Installation with ROCm#

vLLM supports AMD GPUs with ROCm 5.7 and 6.0.

Requirements#

  • OS: Linux

  • Python: 3.8 – 3.11

  • GPU: MI200s (gfx90a), MI300 (gfx942), Radeon RX 7900 series (gfx1100)

  • ROCm 6.0 and ROCm 5.7

Installation options:

  1. Build from source with docker

  2. Build from source

Option 2: Build from source#

  1. Install prerequisites (skip if you are already in an environment/docker with the following installed):

For installing PyTorch, you can start from a fresh docker image, e.g, rocm6.0.2_ubuntu22.04_py3.10_pytorch_2.1.2, rocm/pytorch:rocm6.0_ubuntu20.04_py3.9_pytorch_2.1.1, rocm/pytorch-nightly.

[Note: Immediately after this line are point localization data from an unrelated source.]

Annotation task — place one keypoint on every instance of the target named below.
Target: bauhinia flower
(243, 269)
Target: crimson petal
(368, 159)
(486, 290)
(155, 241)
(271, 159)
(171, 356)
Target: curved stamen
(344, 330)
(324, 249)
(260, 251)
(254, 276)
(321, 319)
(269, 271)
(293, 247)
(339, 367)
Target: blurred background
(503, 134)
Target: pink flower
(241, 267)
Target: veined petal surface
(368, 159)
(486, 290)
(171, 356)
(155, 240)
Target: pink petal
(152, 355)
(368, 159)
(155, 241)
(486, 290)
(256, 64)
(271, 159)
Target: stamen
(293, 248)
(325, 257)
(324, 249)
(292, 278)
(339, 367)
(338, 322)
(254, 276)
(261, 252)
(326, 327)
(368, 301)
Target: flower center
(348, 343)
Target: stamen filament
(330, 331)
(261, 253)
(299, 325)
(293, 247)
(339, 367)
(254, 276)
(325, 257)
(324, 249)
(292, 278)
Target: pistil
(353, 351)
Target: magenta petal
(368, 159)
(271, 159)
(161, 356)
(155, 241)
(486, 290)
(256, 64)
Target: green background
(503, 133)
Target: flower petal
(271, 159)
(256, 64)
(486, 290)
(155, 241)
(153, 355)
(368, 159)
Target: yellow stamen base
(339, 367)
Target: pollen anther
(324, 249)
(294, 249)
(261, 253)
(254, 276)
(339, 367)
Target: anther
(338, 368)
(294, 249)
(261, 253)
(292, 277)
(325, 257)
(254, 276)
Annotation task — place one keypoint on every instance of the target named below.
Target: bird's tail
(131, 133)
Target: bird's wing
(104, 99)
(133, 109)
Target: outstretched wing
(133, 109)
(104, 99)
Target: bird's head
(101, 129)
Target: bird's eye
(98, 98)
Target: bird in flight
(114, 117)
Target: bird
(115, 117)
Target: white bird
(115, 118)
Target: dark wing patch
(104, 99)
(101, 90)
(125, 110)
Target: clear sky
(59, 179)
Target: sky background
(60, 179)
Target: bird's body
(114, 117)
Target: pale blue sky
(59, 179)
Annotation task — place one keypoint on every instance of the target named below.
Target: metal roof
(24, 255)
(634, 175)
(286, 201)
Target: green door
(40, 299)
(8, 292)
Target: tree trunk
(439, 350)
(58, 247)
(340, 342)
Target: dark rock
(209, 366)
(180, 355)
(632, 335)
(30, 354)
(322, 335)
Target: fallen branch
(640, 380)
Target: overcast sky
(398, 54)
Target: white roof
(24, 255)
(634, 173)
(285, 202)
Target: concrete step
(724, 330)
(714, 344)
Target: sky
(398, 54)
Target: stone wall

Alternatively, you can install pytorch using pytorch wheels. You can check Pytorch installation guild in Pytorch Getting Started

For rocm6.0:

$ pip3 install torch --index-url https://download.pytorch.org/whl/rocm6.0

For rocm5.7:

$ pip install torch --index-url https://download.pytorch.org/whl/rocm5.7
  1. Install Triton flash attention for ROCm

Install ROCm’s Triton flash attention (the default triton-mlir branch) following the instructions from ROCm/triton

  1. Optionally, if you choose to use CK flash attention, you can install flash attention for ROCm

Install ROCm’s flash attention (v2.0.4) following the instructions from ROCm/flash-attention

Note

  • If you are using rocm5.7 with pytorch 2.1.0 onwards, you don’t need to apply the hipify_python.patch. You can build the ROCm flash attention directly.

  • If you fail to install ROCm/flash-attention, try cloning from the commit 6fd2f8e572805681cd67ef8596c7e2ce521ed3c6.

  • ROCm’s Flash-attention-2 (v2.0.4) does not support sliding windows attention.

  • You might need to downgrade the “ninja” version to 1.10 it is not used when compiling flash-attention-2 (e.g. pip install ninja==1.10.2.4)

  1. Build vLLM.

$ cd vllm
$ pip install -U -r requirements-rocm.txt
$ python setup.py install # This may take 5-10 minutes. Currently, `pip install .`` does not work for ROCm installation

Tip

  • You may need to turn on the --enforce-eager flag if you experience process hang when running the benchmark_thoughput.py script to test your installation.

  • Triton flash attention is used by default. For benchmarking purposes, it is recommended to run a warm up step before collecting perf numbers.

  • To use CK flash-attention, please use this flag export VLLM_USE_FLASH_ATTN_TRITON=0 to turn off triton flash attention.

  • The ROCm version of pytorch, ideally, should match the ROCm driver version.